Quelque semaine s’écoulèrent et une nuit que le sire « Sept-d’un-coup » reposait aux côtés de son épouse, celle-ci qui était éveillée , s’aperçut qu’il parlait en dormant, et découvrit qu’elle était la femme d’un petit tailleur. Dés le lendemain matin elle se rendit auprès de son père et lui fit part de sa découverte. Son infante chérie mésalliée à un petit tailleur c’était pour le roi mille fois pis que tous les géants de la terre. Le roi proposa à sa fille de le faire tuer par ses serviteurs dès la nuit prochaine. Mais dans le palais des rois, les murs mêmes ont des oreilles. Le monarque  et sa fille l’avaient oublié. La nuit venu le petit tailleur eut l’air de dormir profondément et se mit à dire comme en rêve :  » Je m’appelle Sept-d’un-coup ! J’ai crevé la panse aux deux géants ! Je vous demande un peu ce que j’ai à craindre de ceux qui se tiennent là près de ma porte ! » A peine eut-il lâché ces paroles que les hommes du roi détalèrent comme s’ils avaient eu mille diables à leurs trousses.

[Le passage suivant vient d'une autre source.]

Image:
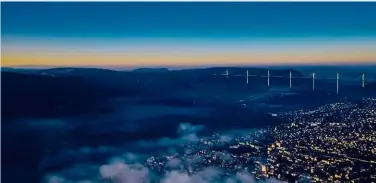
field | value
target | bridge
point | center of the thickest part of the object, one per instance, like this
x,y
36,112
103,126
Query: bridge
x,y
269,76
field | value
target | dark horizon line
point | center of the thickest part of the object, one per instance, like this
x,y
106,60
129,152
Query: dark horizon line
x,y
182,67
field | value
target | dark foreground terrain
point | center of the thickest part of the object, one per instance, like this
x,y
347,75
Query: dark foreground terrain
x,y
55,119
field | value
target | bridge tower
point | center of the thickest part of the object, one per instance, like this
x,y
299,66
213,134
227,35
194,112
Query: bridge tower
x,y
290,79
337,83
313,81
247,76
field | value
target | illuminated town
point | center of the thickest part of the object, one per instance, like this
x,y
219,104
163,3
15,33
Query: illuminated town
x,y
332,143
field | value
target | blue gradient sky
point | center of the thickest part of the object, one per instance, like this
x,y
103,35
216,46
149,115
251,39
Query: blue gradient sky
x,y
152,34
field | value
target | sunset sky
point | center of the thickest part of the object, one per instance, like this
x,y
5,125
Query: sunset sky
x,y
187,34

Jamais il ne se trouva plus personne pour oser s’attaquer au roi-tailleur.

NB: Ce conte est attribué à l’origine aux frères Grimm avec le titre « Le vaillant petit tailleur »(1812). Cet extrait est ici, tiré et adapté avec des éléments choisis d’une monographie éditée par Joubert en 1885 y compris les images (Archive BNF).